Posted by on Apr 18, 2013 in Children, Joni and Friends | Comments Off on Pursuing Freedom


“Dare to love and to be a real friend. The love you give and receive is a reality that will lead you closer and closer to God as well as those whom God has given you to love” Henri Nouwen



It’s much easier for me to share about my faith than it is to share about myself. Even typing these words bring a lump to my throat. I have a feeling I’m not the only one who thinks this way.

After all, I have nothing but wonderful things to share about my faith – my God and my Savior. Just look at him! He’s the star-breathing, magnificent creator of all we see and all we can’t see. Who wouldn’t brag about him? He doesn’t just love, he is love. He’s mysterious, yet approachable. He’s perfect.

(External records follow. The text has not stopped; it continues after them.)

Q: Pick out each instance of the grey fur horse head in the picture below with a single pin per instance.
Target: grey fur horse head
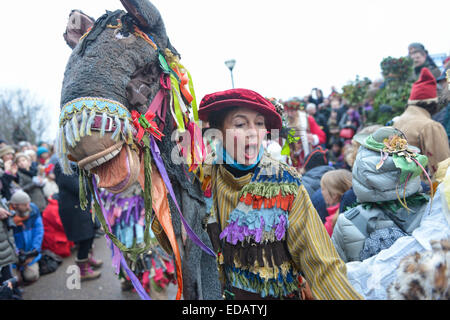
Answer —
(120, 47)
(115, 69)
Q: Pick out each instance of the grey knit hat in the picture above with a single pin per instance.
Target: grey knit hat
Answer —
(22, 154)
(5, 150)
(20, 197)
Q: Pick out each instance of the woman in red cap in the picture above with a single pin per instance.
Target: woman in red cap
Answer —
(262, 224)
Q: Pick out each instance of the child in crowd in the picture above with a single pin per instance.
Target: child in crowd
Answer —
(50, 186)
(334, 184)
(30, 182)
(336, 152)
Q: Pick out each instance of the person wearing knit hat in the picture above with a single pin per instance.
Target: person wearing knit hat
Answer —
(28, 234)
(43, 154)
(30, 181)
(421, 59)
(20, 197)
(7, 153)
(416, 122)
(261, 223)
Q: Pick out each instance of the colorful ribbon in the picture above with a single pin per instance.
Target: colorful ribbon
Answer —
(116, 252)
(145, 123)
(162, 170)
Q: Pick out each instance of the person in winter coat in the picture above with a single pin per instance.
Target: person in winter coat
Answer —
(8, 173)
(391, 273)
(28, 234)
(388, 191)
(333, 185)
(316, 165)
(7, 245)
(416, 123)
(421, 59)
(263, 248)
(30, 182)
(55, 238)
(77, 222)
(50, 186)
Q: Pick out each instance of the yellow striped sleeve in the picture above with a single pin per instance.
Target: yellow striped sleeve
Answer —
(314, 254)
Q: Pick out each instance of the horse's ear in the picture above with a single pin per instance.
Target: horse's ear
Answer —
(79, 23)
(149, 20)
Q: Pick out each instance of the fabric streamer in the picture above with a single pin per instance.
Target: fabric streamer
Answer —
(160, 165)
(162, 211)
(118, 253)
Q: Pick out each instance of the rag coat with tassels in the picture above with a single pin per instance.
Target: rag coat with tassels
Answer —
(267, 234)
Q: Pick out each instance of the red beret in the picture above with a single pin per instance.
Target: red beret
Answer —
(424, 89)
(240, 98)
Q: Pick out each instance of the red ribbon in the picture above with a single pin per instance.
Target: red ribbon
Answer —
(145, 123)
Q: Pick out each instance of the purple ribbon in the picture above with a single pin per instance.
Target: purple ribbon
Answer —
(118, 254)
(162, 170)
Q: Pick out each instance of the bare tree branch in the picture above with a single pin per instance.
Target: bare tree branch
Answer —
(21, 117)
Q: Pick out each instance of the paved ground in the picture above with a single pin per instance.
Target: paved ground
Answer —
(54, 286)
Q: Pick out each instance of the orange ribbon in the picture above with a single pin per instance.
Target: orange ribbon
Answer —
(160, 205)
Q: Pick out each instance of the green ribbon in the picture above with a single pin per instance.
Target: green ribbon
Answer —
(290, 139)
(407, 168)
(135, 250)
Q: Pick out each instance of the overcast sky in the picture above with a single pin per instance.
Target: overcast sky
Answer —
(282, 48)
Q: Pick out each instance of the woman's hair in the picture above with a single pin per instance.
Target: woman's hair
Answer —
(337, 182)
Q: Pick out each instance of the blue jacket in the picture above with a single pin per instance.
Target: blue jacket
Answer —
(30, 235)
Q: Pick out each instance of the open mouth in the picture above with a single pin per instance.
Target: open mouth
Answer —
(117, 167)
(251, 151)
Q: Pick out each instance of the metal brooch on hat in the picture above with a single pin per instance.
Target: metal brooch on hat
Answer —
(395, 144)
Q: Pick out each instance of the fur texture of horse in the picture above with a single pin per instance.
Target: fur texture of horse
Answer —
(424, 275)
(102, 65)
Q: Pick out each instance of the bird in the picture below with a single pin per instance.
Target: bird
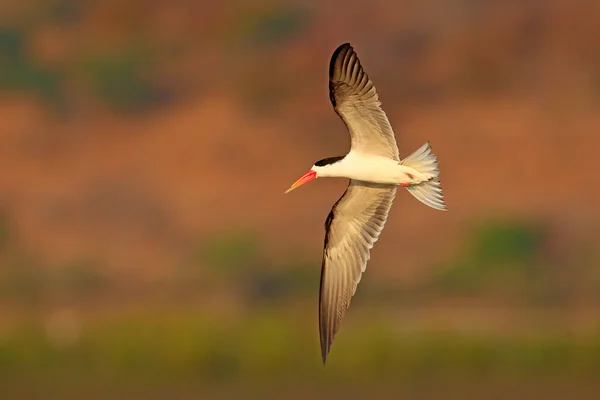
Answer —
(375, 171)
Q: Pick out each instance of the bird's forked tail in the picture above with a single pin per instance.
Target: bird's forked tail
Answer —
(428, 192)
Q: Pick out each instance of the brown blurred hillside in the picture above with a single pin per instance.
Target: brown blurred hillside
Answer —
(132, 129)
(145, 240)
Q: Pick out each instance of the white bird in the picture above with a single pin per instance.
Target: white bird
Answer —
(375, 171)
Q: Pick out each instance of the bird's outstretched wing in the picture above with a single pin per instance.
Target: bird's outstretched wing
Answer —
(355, 100)
(351, 229)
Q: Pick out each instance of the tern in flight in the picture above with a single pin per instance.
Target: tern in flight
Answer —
(375, 171)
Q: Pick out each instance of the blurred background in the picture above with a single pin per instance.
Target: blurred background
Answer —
(147, 249)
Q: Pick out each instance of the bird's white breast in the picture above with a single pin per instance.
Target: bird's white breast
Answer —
(369, 168)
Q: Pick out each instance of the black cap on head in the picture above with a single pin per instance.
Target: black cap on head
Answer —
(327, 161)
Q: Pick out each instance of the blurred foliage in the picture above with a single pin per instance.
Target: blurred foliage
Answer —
(264, 347)
(239, 257)
(123, 80)
(18, 71)
(5, 229)
(275, 24)
(496, 253)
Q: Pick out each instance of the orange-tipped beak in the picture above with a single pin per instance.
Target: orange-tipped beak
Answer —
(309, 176)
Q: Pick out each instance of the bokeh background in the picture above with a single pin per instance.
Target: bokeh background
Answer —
(147, 249)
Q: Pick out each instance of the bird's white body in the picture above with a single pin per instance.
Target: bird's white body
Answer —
(372, 168)
(375, 170)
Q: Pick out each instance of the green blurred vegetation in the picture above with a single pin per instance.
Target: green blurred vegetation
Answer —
(270, 345)
(496, 252)
(20, 72)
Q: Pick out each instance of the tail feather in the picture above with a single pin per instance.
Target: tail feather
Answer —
(430, 191)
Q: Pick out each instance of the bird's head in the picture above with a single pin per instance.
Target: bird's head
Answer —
(320, 169)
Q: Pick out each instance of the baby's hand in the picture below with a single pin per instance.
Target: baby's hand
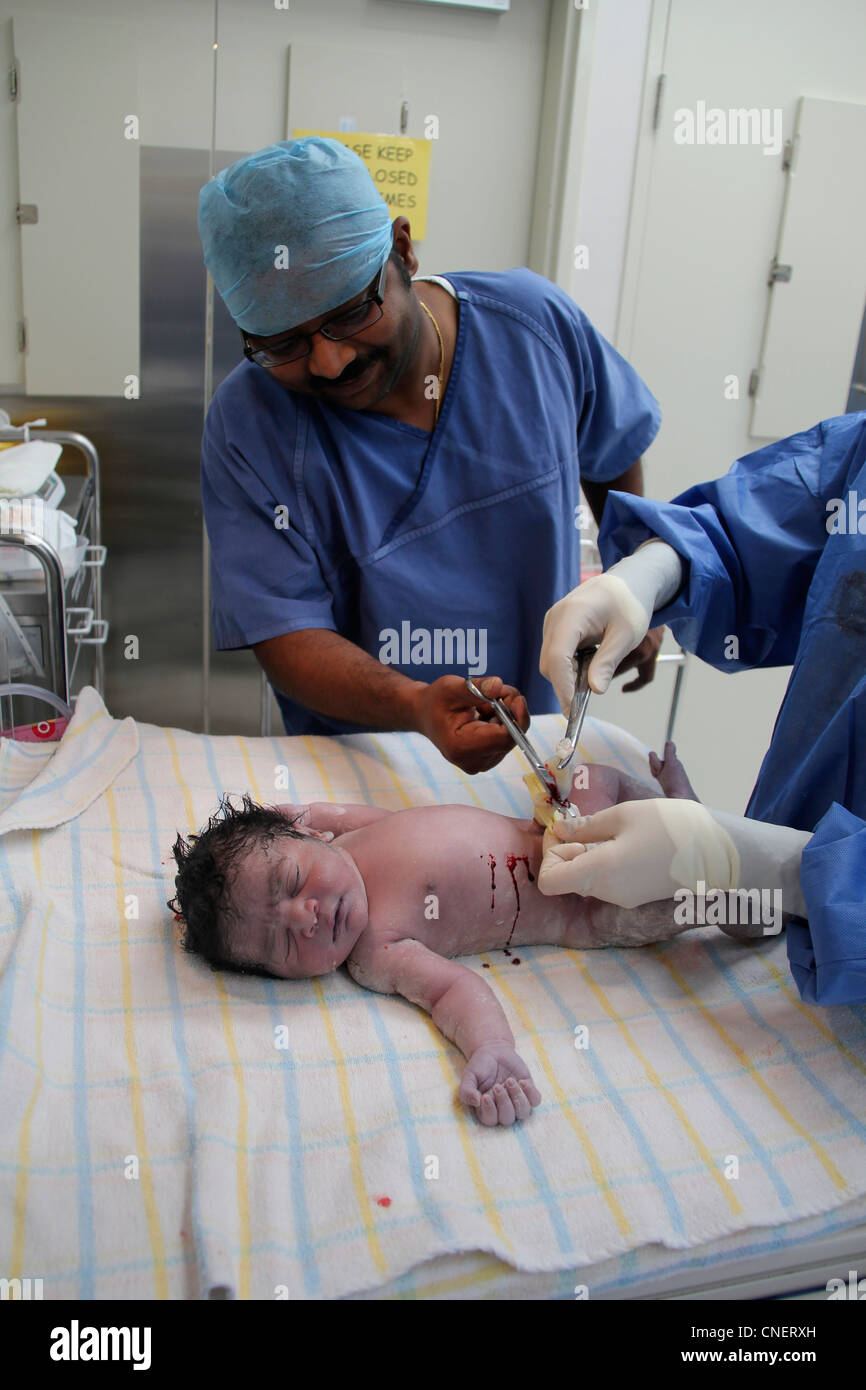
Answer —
(498, 1084)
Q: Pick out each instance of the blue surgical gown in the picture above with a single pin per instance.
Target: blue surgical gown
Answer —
(774, 553)
(391, 528)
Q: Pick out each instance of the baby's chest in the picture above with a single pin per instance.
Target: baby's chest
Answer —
(434, 906)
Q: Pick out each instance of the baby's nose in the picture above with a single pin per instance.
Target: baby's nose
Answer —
(309, 916)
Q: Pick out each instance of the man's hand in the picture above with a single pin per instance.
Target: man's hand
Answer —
(498, 1084)
(466, 729)
(642, 658)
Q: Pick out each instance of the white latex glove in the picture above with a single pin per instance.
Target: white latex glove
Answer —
(613, 609)
(642, 851)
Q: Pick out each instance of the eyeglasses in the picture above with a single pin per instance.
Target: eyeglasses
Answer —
(341, 325)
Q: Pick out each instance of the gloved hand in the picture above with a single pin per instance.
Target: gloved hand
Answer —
(613, 609)
(642, 851)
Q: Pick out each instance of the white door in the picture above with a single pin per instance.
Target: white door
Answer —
(704, 230)
(819, 273)
(78, 175)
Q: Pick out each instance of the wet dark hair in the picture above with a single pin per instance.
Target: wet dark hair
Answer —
(207, 868)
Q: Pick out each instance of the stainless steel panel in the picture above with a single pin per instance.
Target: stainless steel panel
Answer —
(149, 452)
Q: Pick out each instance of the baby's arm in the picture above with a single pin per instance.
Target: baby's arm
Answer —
(463, 1007)
(328, 816)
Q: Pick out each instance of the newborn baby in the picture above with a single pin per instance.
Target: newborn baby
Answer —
(296, 891)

 I, on the other hand, am deeply flawed. No one knows me like I know myself – so I choose to keep certain things hidden. I don’t think it’s wrong to filter what we publically share since some information is best left unsaid and some of no interest at all. But the crippling effect of hiding and self-protecting is unhealthy and wrong. We all want people to like us but when we cower behind a false persona or hide our scars and broken places we cheat ourselves of truly living. I can attest to this.

Merging our hidden places with who he says we are creates the key to walking in freedom and open relationships. Jesus tells me I am his. Even before I knew him, he invested in me. His investment bandages my ugly wounds. He cares enough to spend time with me, wooing me out of my place of hiding. He wants me to be free.

It’s easier to come out from hiding in the moments I truly believe what he says. The lure of walking in freedom becomes stronger than the need to self protect. There’s nothing more beautiful than someone who knows they’re loved just as they are.

I have a few heroes in my life who know this kind of freedom. They’ve encouraged me to come out and play – to accept myself, to share myself. Their lives are proof the benefit of openness and honesty outweigh the perceived risk of exposure.